Since I have already begun my path to exploring multiple behaviors, beliefs, and actions, I realize I am nowhere near completing my goal. Being convinced that I possess perhaps a bit more wisdom than the average citizen, I am aware of how much wisdom I still can acquire. My expulsion of ignorance in myself must continue by a personal priority and devotion to any experience I may have that will show me a new perspective. Such devotion will include persistent travel, particularly to regions that practice lifestyles, religions, and social patterns, which are most strikingly dissimilar to those with which I have been raised.

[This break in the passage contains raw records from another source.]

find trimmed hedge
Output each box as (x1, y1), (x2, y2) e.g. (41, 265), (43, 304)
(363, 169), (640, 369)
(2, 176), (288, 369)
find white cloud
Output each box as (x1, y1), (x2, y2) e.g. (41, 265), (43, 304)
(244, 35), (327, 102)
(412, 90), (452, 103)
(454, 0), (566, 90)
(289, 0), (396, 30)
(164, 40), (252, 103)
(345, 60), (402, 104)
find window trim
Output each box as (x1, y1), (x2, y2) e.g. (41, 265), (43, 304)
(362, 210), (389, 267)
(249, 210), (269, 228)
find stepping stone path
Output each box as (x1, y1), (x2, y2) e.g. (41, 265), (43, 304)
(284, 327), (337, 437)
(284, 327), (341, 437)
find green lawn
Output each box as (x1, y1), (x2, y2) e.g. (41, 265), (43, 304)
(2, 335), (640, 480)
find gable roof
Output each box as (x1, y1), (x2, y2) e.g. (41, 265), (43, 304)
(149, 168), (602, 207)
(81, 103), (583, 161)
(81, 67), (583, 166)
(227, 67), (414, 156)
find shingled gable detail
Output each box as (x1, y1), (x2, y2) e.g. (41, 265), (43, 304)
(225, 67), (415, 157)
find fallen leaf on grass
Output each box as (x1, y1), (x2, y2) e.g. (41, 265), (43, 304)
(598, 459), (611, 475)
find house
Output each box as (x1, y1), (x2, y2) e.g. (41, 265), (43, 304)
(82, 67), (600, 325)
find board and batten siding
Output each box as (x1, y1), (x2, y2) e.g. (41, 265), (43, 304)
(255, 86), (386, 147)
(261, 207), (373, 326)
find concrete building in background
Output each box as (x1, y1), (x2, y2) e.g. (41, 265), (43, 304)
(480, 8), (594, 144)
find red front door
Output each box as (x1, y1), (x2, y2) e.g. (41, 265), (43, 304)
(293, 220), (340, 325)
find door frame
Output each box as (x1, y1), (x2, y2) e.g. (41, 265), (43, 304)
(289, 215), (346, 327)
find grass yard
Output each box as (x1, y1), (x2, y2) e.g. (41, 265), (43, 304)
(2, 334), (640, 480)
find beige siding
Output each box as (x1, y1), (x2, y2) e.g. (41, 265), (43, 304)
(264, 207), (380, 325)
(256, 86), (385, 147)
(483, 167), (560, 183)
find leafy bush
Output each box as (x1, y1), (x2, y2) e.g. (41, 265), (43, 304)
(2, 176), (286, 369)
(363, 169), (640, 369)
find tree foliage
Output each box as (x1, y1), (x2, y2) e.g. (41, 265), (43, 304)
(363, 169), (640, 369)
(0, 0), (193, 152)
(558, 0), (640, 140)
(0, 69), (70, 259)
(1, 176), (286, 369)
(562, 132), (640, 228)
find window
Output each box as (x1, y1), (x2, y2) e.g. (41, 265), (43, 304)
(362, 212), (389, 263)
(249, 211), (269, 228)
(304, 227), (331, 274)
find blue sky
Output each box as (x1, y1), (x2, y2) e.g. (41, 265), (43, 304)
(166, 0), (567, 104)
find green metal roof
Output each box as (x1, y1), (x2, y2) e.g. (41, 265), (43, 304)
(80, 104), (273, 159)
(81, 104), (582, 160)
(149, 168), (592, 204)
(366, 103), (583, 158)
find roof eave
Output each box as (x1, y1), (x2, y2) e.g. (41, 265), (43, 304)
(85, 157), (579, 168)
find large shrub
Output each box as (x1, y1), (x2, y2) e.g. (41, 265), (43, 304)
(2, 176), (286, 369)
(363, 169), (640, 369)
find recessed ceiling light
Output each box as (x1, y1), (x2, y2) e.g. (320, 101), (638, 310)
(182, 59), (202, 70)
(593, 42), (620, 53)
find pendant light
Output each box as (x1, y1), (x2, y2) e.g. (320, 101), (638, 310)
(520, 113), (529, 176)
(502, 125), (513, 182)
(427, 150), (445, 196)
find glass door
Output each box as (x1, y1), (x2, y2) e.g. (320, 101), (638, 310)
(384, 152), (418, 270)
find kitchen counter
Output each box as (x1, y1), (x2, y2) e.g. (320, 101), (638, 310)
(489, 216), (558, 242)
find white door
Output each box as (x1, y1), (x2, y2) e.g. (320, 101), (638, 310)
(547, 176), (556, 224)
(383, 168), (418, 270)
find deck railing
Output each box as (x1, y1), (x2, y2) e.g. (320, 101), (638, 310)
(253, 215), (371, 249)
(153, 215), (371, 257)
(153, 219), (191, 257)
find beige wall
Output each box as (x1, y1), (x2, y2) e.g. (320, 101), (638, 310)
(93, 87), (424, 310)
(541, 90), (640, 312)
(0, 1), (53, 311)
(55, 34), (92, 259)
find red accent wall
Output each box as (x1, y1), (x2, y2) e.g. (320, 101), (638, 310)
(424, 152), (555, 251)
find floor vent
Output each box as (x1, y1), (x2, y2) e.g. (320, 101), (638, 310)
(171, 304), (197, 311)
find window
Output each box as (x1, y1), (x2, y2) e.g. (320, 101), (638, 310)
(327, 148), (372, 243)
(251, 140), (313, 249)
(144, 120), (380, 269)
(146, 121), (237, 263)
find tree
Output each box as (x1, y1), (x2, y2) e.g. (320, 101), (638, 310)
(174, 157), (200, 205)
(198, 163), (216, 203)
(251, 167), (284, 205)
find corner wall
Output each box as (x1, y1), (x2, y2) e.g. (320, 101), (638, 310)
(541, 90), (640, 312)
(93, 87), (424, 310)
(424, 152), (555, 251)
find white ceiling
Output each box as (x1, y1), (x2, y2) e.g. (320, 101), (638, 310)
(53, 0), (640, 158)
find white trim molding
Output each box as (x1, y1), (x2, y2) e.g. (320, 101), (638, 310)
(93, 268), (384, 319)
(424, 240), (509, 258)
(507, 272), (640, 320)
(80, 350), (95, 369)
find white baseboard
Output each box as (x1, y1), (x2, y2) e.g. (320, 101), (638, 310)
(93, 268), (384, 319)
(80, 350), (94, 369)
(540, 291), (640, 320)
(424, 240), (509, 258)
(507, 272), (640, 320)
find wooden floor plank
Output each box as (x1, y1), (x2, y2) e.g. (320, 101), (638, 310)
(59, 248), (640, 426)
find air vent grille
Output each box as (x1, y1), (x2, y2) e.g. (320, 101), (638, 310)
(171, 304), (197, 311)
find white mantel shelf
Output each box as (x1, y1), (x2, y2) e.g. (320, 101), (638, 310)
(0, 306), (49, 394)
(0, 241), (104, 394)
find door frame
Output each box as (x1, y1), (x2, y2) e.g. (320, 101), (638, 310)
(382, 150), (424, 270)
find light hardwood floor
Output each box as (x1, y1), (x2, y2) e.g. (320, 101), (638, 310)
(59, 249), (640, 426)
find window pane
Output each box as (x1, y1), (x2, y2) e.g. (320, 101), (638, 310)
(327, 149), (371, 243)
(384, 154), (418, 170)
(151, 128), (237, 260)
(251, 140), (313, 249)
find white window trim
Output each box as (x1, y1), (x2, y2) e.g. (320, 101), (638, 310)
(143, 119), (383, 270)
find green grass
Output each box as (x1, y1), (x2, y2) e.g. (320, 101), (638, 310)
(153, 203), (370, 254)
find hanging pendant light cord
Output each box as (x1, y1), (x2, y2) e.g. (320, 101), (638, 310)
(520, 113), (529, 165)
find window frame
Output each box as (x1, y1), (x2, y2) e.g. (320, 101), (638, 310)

My path will involve analyzing and acknowledging various forms of music, food, religion, history, family structures, and methods of communication. Hopefully, I will come into contact with people from most of the ethnicities and frames of mind that exist, absorbing all that they have to show me about the meaning of life. Through active involvement in customs that are increasingly eccentric in comparison to my own, I will accumulate courage in myself to experience even the most remote and isolated civilizations. I suspect that doing so will make me feel balanced and accomplished, as I will eventually reach a level of omniscience that is to the best of my own ability. It is only in this way that I will discover what I would like to pursue as a professional aspiration, as currently I feel that my knowledge is too little to allow me to make a conscious choice about my career.

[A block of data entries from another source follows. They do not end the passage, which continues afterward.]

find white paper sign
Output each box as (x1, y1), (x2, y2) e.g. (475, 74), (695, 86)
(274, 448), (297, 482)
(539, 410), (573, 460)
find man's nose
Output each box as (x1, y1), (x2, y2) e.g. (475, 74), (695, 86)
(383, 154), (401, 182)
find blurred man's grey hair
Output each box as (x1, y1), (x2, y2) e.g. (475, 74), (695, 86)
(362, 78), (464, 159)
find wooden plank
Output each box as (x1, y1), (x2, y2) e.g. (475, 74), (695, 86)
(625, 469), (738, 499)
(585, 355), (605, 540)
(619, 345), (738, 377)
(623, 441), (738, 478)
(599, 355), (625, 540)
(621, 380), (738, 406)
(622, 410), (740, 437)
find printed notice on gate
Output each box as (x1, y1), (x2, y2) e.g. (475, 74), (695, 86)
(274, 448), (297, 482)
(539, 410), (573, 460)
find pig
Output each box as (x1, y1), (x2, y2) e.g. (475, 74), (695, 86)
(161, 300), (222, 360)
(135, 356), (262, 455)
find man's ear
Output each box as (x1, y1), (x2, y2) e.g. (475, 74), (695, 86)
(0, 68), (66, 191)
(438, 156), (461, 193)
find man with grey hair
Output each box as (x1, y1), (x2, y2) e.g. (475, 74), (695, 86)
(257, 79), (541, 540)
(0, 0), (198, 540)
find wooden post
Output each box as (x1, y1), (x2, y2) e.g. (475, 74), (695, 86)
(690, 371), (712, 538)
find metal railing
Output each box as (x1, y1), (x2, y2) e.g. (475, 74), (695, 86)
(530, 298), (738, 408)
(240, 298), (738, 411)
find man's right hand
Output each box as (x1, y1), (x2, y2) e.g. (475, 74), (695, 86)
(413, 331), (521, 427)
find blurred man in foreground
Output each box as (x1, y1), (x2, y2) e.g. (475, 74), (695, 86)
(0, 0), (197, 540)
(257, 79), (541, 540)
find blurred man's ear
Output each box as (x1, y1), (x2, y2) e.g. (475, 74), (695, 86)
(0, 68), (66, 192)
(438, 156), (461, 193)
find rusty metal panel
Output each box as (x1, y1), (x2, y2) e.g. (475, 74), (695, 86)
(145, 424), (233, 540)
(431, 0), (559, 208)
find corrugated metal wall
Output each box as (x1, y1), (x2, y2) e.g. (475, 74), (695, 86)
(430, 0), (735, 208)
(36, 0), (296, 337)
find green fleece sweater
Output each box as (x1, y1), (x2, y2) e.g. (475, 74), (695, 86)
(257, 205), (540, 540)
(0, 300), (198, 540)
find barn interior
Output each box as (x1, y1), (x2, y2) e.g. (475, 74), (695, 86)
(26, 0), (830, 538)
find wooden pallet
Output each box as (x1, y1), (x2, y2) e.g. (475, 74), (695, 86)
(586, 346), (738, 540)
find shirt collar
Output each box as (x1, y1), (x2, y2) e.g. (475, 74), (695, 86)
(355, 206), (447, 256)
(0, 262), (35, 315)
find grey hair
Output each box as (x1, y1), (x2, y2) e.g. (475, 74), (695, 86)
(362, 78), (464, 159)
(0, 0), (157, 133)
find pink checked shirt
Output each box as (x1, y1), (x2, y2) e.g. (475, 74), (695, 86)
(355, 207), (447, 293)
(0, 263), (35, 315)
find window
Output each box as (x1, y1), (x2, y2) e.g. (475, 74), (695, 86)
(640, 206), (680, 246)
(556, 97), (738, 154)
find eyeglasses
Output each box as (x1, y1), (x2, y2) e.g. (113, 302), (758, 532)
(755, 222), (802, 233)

In order to expel ignorance in others, I will not force them, but invite them to seek cultural enlightenment alongside me. My goal is not to insist that others accept and live by my same ideals. My goal is purely to make others alert to the fact that other lifestyles and means of learning do exist outside what they are used to. I can encourage others to recognize new and various manners of living through discussions in which I inform them of my own cultural investigations, and express regard for their viewpoints. Verbally, I can communicate all of the interesting cultural differences I have encountered to any person I may come across. An additional method of sharing my empiricism with others is to provoke them to accompany me in my travels. Up to present I have already committed with some of my closest friends to taking mentally stimulating trips with me in the near future. As I have endeavored to become an open-minded person, I advertise the attentive understanding of diversity to any of my acquaintances.

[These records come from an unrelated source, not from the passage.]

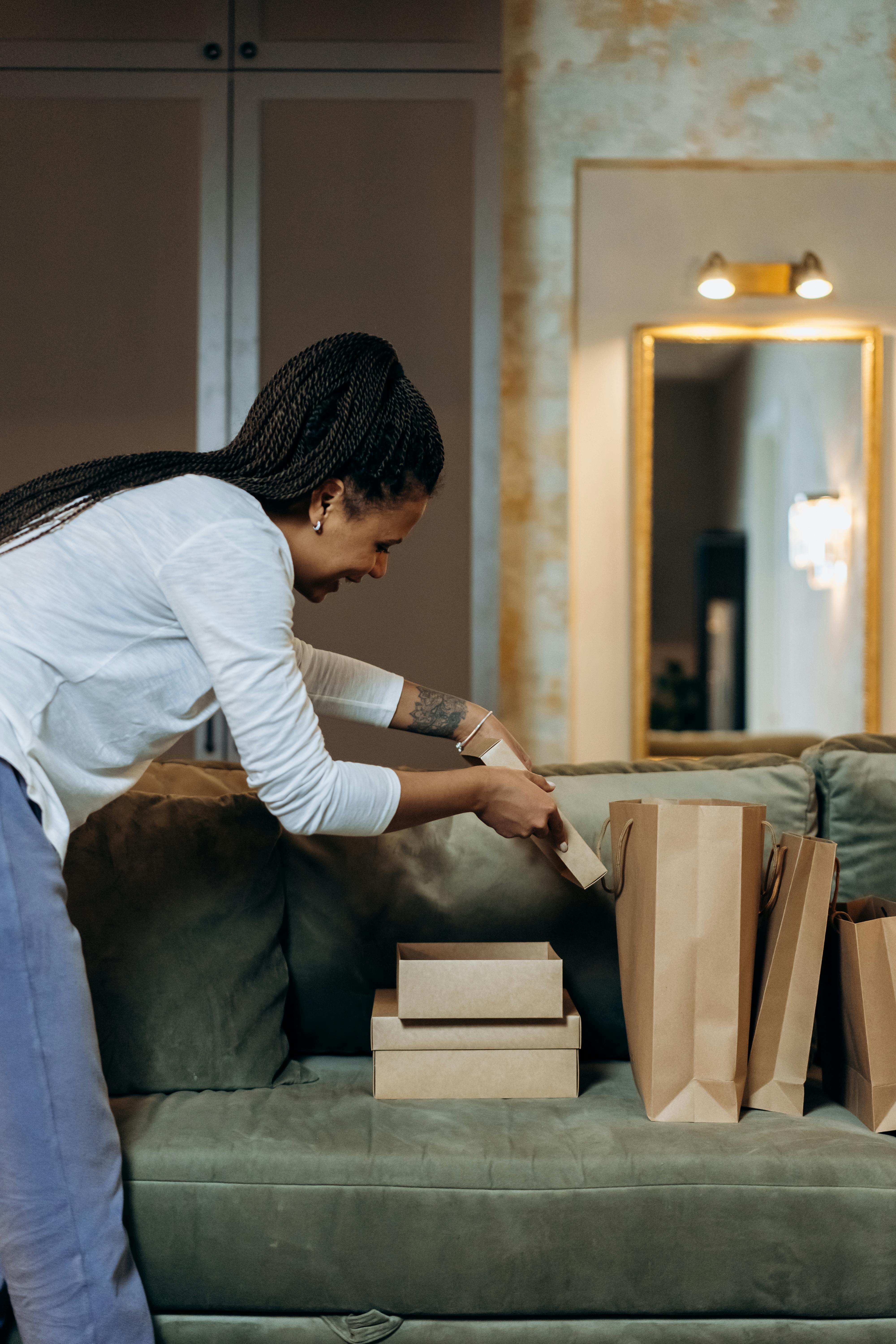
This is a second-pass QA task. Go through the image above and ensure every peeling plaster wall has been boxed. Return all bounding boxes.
[501,0,896,759]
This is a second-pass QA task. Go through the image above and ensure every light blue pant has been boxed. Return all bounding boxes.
[0,761,153,1344]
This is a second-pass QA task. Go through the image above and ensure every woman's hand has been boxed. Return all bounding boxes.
[386,766,567,852]
[473,767,567,853]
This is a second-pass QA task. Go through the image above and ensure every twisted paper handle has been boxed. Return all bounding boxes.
[598,817,634,900]
[759,821,787,918]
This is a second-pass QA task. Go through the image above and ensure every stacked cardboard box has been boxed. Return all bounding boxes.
[371,942,582,1098]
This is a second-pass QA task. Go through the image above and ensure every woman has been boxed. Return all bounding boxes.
[0,335,566,1344]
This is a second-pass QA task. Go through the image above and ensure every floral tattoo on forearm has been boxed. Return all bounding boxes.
[407,685,467,738]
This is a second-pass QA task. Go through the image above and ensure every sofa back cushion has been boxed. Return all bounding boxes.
[65,766,289,1095]
[282,757,815,1059]
[802,732,896,900]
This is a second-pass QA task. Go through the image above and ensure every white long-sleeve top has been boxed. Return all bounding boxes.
[0,476,403,856]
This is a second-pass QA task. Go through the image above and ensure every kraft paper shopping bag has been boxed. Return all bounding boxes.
[825,896,896,1133]
[743,833,837,1116]
[610,798,767,1121]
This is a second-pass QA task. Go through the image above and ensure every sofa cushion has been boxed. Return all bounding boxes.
[282,758,815,1059]
[65,792,287,1095]
[114,1058,896,1317]
[802,732,896,900]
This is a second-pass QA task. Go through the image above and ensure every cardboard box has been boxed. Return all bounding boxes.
[395,942,563,1019]
[371,989,582,1051]
[373,1050,579,1101]
[463,738,607,890]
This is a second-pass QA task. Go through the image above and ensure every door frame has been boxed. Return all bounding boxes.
[228,71,501,707]
[0,70,230,452]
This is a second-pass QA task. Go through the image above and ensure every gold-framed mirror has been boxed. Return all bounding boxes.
[631,323,883,759]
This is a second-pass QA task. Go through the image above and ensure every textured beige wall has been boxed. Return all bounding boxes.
[501,0,896,759]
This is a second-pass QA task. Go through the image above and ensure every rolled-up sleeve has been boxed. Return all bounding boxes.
[156,519,400,836]
[294,640,404,728]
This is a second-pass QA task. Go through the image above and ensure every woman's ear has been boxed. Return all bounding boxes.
[308,477,345,532]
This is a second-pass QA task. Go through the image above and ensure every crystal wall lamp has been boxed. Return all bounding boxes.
[697,253,834,298]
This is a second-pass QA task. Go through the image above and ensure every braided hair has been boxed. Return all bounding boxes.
[0,332,445,550]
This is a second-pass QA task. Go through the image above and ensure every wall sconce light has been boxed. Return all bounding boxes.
[787,495,853,589]
[697,253,735,298]
[791,253,834,298]
[697,253,834,298]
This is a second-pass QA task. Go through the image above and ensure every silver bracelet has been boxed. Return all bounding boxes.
[457,710,494,751]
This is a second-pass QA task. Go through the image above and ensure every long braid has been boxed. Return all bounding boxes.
[0,332,445,552]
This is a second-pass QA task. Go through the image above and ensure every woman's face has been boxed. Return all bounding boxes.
[269,480,429,602]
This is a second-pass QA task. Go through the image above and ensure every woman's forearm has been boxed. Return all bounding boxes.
[390,681,488,742]
[390,681,532,770]
[386,770,485,831]
[386,766,566,849]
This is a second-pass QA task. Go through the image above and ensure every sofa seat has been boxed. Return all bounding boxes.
[113,1056,896,1337]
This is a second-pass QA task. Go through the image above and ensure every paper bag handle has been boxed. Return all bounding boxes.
[759,821,787,918]
[598,817,634,900]
[829,855,840,919]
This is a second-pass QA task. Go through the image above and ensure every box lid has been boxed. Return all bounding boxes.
[395,942,563,1019]
[371,989,582,1050]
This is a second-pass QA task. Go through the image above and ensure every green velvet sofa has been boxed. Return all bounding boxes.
[13,737,896,1344]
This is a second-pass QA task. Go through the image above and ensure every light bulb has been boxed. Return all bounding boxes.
[793,253,834,298]
[697,253,735,298]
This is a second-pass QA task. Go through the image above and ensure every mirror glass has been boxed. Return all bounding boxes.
[649,337,866,751]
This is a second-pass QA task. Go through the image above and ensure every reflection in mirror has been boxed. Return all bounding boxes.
[649,339,866,750]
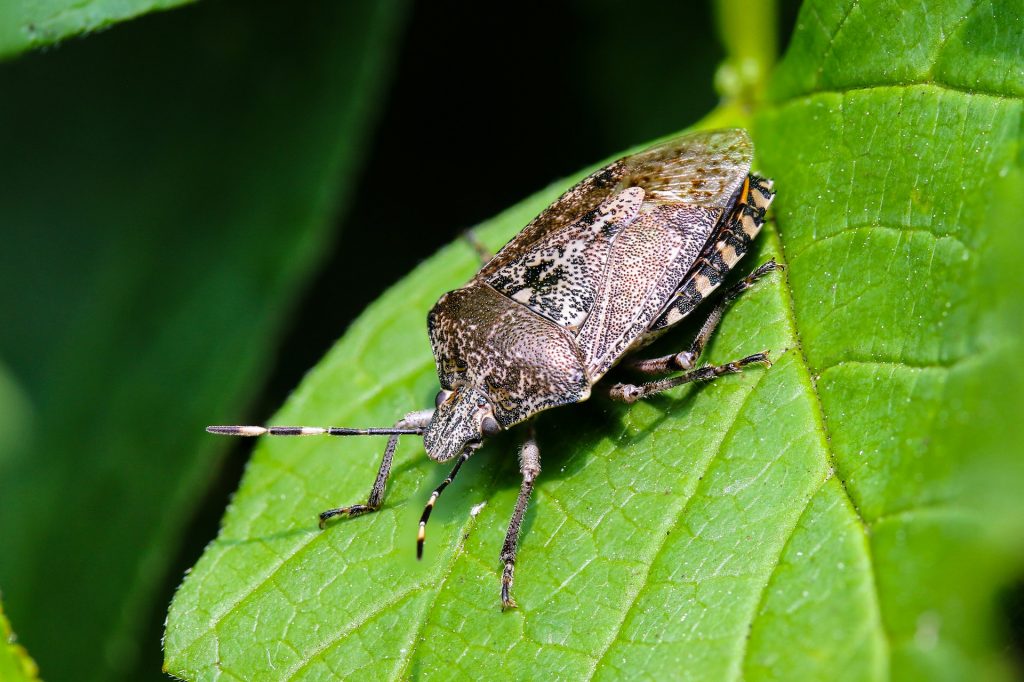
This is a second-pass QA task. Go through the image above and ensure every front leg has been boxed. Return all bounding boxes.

My search for diversity does not entail that I will someday find a lifestyle or a piece of knowledge that is ultimately important or ultimately correct. Once again, I support a position of relativism: the good for one person may be completely different for another. Therefore, included in my life’s purpose is the actualization of a non-judgmental attitude towards all ways of thinking. During my life I hope to ascertain countless ways of living, some that I will sincerely agree with and others that may not appeal to me. I do not demand that anyone or I live in a manner that is unsatisfactory or restrictive. I do demand that all people maintain a respect for the fact that different cultures do exist.

In reaffirming my life’s purpose, what has made me most confident is my certainty, gained through literate and conversational education that others also identify with my convictions. While I often confront people whom I conclude are immersed in a life of ignorance, I meet many who share my exact prioritization of travel and cultural awareness. Not only is my sense of purpose fostered by those close to me, but also by those that have come before. In his essay “Is Man a Machine?” the great philosopher Will Durant wrote a passage which epitomizes my personal approach to life: “Knowledge is the memory of the results of various modes of action; the more our knowledge, the greater our foresight can be; the greater our foresight the wider is our freedom.” Here, “various modes of action” are analogous to different cultural entities. Thus, through observing culture, knowledge will flourish, and lead to freedom. To achieve largeness of mind based on a wide perspective is to achieve a life of equanimity. Once I find equanimity, I will be free.